Oleh: Prasetyo Aditya
Sehari sebelum peringatan Hari Santri Nasional, Sabtu, 21 Oktober 2023, Umah Ramah bekerjasama dengan Kopi Satu Visi melakukan diskusi buku berjudul “Bahaya Laten Kekerasan Seksual: Hasil Penelitian dan Refleksi Umah Ramah atas Seksualitas, Kespro, dan Kekerasan Seksual di Pesantren.”
Sebagaimana judulnya, buku bergambar gunung es berlatar biru yang terbit pada April 2022 tersebut mengangkat kisah mengenai bermacam fenomena seksualitas dan kekerasan seksual di pesantren yang dialami dan atau disaksikan oleh masing-masing penulis.
Di bawah lampu temaram kedai Kopi Satu Visi, belasan anak muda duduk melingkar guna berbagi pengalaman, pengetahuan, serta keresahan masing-masing ihwal fenomena kekerasan seksual di pesantren.
Diskusi menjadi menarik lantaran sebagian besar peserta pernah mengenyam pendidikan di pesantren. Menurut mereka, apa yang tertulis di buku terbitan Umah Ramah itu sangat relevan dengan apa yang pernah mereka alami dan atau saksikan.

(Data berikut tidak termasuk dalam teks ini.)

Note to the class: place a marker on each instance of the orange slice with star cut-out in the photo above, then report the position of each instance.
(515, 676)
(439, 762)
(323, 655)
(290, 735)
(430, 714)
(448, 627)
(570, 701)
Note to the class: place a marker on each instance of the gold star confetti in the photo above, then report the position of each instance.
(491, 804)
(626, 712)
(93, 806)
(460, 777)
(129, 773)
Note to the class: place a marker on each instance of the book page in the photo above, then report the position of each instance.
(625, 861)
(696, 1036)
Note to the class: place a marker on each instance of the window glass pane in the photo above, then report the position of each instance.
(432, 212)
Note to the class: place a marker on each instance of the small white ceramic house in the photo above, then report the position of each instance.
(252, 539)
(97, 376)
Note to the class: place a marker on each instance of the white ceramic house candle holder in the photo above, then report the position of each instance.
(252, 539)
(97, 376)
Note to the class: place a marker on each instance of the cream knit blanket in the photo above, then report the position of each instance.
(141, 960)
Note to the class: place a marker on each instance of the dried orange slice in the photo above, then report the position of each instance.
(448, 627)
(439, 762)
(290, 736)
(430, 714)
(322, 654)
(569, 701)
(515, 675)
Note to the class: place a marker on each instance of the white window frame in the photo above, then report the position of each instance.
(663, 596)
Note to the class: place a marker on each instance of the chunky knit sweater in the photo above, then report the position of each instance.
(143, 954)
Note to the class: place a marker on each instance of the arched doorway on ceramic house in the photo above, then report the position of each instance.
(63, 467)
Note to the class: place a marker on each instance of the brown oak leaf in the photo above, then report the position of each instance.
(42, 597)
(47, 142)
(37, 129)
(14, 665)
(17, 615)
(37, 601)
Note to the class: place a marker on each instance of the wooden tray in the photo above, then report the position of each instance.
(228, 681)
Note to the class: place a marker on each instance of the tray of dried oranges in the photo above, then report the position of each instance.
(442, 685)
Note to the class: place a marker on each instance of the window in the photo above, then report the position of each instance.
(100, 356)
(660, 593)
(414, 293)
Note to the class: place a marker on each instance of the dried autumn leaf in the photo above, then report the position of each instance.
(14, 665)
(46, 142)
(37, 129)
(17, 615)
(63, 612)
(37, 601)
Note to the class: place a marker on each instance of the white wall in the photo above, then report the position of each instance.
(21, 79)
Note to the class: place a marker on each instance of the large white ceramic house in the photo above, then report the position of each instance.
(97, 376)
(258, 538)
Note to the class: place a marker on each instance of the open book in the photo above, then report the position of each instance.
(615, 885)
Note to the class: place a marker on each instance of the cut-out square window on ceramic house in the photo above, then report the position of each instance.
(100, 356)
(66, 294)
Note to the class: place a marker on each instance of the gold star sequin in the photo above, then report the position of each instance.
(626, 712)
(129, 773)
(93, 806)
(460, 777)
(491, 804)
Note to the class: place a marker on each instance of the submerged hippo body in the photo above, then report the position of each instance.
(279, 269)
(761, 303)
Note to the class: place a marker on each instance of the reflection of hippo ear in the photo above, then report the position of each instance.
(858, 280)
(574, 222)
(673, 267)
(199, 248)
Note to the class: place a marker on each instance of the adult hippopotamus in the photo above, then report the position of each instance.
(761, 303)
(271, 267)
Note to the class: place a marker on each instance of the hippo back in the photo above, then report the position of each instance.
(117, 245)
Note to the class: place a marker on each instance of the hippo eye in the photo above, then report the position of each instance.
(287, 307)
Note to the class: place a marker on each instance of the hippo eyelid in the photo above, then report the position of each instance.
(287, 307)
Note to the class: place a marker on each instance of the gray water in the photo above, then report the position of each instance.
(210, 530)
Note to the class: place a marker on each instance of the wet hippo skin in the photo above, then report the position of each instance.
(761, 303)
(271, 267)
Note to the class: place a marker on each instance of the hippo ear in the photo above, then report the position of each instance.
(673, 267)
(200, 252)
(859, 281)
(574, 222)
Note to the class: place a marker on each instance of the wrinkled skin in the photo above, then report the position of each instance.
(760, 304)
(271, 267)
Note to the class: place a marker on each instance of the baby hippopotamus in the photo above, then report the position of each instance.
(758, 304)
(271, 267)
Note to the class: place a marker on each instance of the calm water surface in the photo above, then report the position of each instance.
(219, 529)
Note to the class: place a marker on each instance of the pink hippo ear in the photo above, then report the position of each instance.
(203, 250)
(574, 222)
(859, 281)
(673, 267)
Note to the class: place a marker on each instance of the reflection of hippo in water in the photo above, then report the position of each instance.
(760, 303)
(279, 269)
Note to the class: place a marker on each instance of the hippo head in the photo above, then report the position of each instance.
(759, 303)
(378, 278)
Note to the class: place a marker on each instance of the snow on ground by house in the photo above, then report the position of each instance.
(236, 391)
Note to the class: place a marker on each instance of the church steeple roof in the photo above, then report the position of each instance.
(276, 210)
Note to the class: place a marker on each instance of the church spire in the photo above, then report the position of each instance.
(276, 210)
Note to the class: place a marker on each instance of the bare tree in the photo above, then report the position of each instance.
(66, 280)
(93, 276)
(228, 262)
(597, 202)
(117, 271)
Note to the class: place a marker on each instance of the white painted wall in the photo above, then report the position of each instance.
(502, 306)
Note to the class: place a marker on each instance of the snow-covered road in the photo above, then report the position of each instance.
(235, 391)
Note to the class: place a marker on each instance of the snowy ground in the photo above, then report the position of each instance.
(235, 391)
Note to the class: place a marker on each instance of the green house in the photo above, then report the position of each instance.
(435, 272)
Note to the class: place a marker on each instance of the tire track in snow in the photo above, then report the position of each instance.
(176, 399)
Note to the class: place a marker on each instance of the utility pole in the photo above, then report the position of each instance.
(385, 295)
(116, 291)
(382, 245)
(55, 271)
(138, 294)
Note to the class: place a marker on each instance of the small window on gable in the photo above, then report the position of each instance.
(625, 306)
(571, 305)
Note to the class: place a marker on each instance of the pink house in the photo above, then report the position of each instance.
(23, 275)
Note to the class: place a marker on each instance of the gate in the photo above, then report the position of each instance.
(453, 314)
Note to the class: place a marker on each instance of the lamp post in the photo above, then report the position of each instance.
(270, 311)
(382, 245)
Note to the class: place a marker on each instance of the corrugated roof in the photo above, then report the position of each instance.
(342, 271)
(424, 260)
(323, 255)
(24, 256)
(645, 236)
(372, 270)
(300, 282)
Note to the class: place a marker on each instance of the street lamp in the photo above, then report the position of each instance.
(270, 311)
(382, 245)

Apabila dipandang dari sudut moralitas atau kasalehan spiritual, tentu fenomena kekerasan seksual di pesantren merupakan suatu hal yang paradoks dan membingungkan.
Bagaimana mungkin di suatu komunitas yang saban hari melumat ilmu-ilmu agama melakukan kekerasan seksual? Tapi faktanya, hal itu acapkali terjadi. Realitas itu ada, dan sukar untuk ditampik.
Rupanya, ada banyak hal yang melatarbelakangi kekerasan seksual di pesantren, dan mungkin di banyak tempat lain, di antaranya adalah faktor relasi kuasa, normalisasi kekerasan, serta kajian-kajian seksualitas yang masih dianggap tabu untuk dibincangkan.
Tiga faktor tersebut merupakan faktor krusial. Tentu, ada banyak lapisan lain yang turut melanggengkan fenomena kekerasan seksual. Tapi paling tidak, tiga faktor itulah yang menjadi poin utama dalam diskusi di malam Minggu yang hangat itu. []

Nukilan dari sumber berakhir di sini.